Creating an escalation timer condition

To create an escalation timer condition:

  1. In the node configurations dialog, go to the Escalations tab.
  2. Click Show Advanced Options.
  3. Under Timer Conditions, click New Condition. A row is added to the conditions list, containing three fields to configure.
  4. In the first field, select the process variable you wish to use for comparison.
  5. In the second field, select the logical operator you wish to use for the condition:

    Operator Description
    = equal to
    <> not equal to
    < less than
    > greater than
    <= less than or equal to
    >= greater than or equal to
  6. In the third field, enter the value you wish to compare against a process variable. If these values match, the condition evaluates as true and the timer event starts.

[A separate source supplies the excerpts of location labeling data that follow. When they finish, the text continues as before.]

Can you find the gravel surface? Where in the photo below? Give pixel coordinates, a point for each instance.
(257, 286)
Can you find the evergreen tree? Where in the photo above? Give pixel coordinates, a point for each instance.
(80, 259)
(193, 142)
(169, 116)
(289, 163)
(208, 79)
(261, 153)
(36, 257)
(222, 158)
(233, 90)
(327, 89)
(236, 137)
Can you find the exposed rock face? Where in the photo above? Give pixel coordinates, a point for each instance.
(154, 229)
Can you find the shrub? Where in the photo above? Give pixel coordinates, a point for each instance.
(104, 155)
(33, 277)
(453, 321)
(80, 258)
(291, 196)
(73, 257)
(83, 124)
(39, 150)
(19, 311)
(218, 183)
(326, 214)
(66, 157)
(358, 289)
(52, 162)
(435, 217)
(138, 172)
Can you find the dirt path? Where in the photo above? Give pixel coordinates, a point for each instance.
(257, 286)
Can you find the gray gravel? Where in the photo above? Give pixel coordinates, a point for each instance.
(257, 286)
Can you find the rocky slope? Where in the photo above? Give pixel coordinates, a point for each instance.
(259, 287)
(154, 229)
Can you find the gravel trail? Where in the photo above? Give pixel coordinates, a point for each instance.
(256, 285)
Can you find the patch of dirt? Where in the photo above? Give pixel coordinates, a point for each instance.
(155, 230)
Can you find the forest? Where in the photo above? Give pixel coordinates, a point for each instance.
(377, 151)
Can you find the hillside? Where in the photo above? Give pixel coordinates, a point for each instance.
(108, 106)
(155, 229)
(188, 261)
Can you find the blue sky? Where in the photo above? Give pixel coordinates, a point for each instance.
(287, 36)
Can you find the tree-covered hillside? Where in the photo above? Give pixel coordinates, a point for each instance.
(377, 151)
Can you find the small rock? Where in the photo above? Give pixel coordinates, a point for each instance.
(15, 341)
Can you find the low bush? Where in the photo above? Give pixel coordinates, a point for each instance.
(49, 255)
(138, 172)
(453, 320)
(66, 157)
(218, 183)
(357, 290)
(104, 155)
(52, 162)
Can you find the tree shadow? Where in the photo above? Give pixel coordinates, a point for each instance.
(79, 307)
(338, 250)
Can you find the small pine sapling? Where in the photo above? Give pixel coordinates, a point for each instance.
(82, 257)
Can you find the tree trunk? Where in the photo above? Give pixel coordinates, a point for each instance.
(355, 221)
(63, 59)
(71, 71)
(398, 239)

Escalating by reassigning a task to another user or group

To escalate by reassigning a task to another user or group:

  1. In the node configurations dialog, go to the Escalations tab.
  2. Under What action should be taken?, select Reassign task. 1.Select the user(s) or group(s) to reassign the task to, using either of the following methods:
    • Click Directory, then browse to and select the desired users or groups.
    • Click to open the expression editor, define an expression, then click SAVE AND CLOSE.

Escalating by raising or changing task priority

To escalate by raising or changing the task priority:

  1. In the node configurations dialog, go to the Escalations tab.
  2. Under the What action should be taken options, select Change the priority.

  3. Select one of the following options:

    To Select
    Raise task priority one level
    Lower task priority one level
    Reset the task priority to High, Normal, or Low. Change priority and Select High, Normal, or Low from the pull-down list.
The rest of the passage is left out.